I know that many of my clients are starting to feel a little vulnerable about their weight loss as the onset of the party season begins. Meals out with friends, work parties, Christmas dinner on the 25th December, and more socialising- all of this can really be challenging when you are trying to lose weight and eat healthily. Don’t despair! With a few tweaks, you can still enjoy your Christmas social activities and not ruin your weight loss. Here’s how:

1) Stay Focused:
yes you have a few more social events on the calendar that involve eating and drinking, but you know exactly what you are working to achieve and how good you are going to feel when you achieve your weight loss. You know why you want to lose weight, why it is so important to you and you know that it is possible to lose weight. Before you go out, remind yourself of why you are losing weight and set yourself a limit of what you will drink in the evening. (Remember alcohol is liquid calories!) Focus on what you do want rather than what you don’t want!

2) Plan ahead:

In many restaurants at this time of year, you may well be given the menu before the event (especially at work outings, due to the large numbers often involved) so in the cold light of the office (when you are not seduced by spontaneous cravings or fuelled by a couple of glasses of wine) make your healthy choices for your dinner. Could you choose a clear soup for starters or a salad or melon? Choose the healthiest option for dinner (Turkey is usually ok!) and if you are choosing a pudding, could you choose sorbet or fruit? If you decide that you wish to have a richer dinner, maybe decide not to have a pudding, or share it with a colleague or friend.

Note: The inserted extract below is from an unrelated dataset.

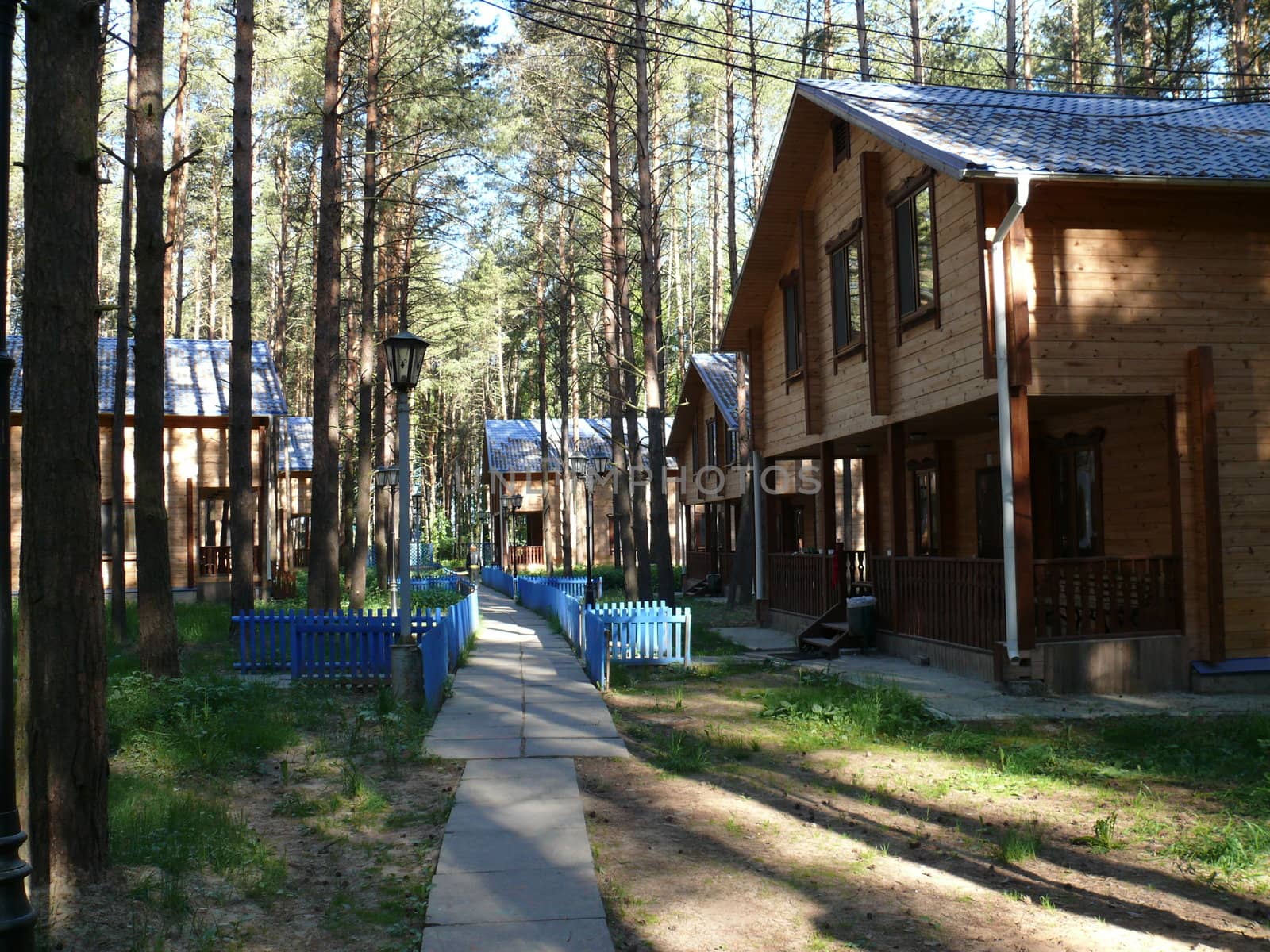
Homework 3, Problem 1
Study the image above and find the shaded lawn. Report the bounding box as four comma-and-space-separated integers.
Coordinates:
580, 664, 1270, 950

3) Watch your alcohol intake:

We all like a glass or two of wine at Christmas and you don’t have to deny yourself your favourite treats – just keep it all in balance. Select drinks that are lower in calories or maybe have a spritzer (wine and soda or with diet lemonade). Spirits and a low calorie mixer are also a good option as they are lower in calories and a longer drink. Drink plenty of water in between each glass of alcohol, this will keep you hydrated and will slow down your alcohol intake too.

4) Treat the buffet table with caution:

If attending  a buffet, if possible sit well away from it. Don’t linger chatting with your plate in hand at the buffet as there is the temptation to eat what’s on your plate and then keep picking as you natter. If having peanuts or crisps, take a handful and put them on to a plate (rather than cramming the handful immediately into your mouth without a moment’s thought!) and eat each peanut or crisp separately. You will be more aware of what you are doing, rather than mindlessly just stuffing food into your mouth. Perhaps have a healthy meal before you attend the buffet and then just choose a couple of things for your plate: crudities with low calorie dip, fruit, hummus, oat cakes are good “picky” options if they are available. Ensuring that you are not hungry, will stop you from over indulging.

5) And finally….if you do eat or drink too much, don’t turn that into a full stop. Just remind yourself that it’s one day in amongst 365 and be flexible. The next day, drink plenty of water and eat healthily to counter balance, or up your exercise a little. It’s not failure it is feedback – what can you do differently next time, so that you can still have fun and remember what your goals are and why they are important?

So have fun, enjoy the party season and think about how wonderful you will feel next year, when you have managed to not only lose your weight, by making sensible choices, but also be able to maintain it – and be able to get into an even more gorgeous outfit for the party season!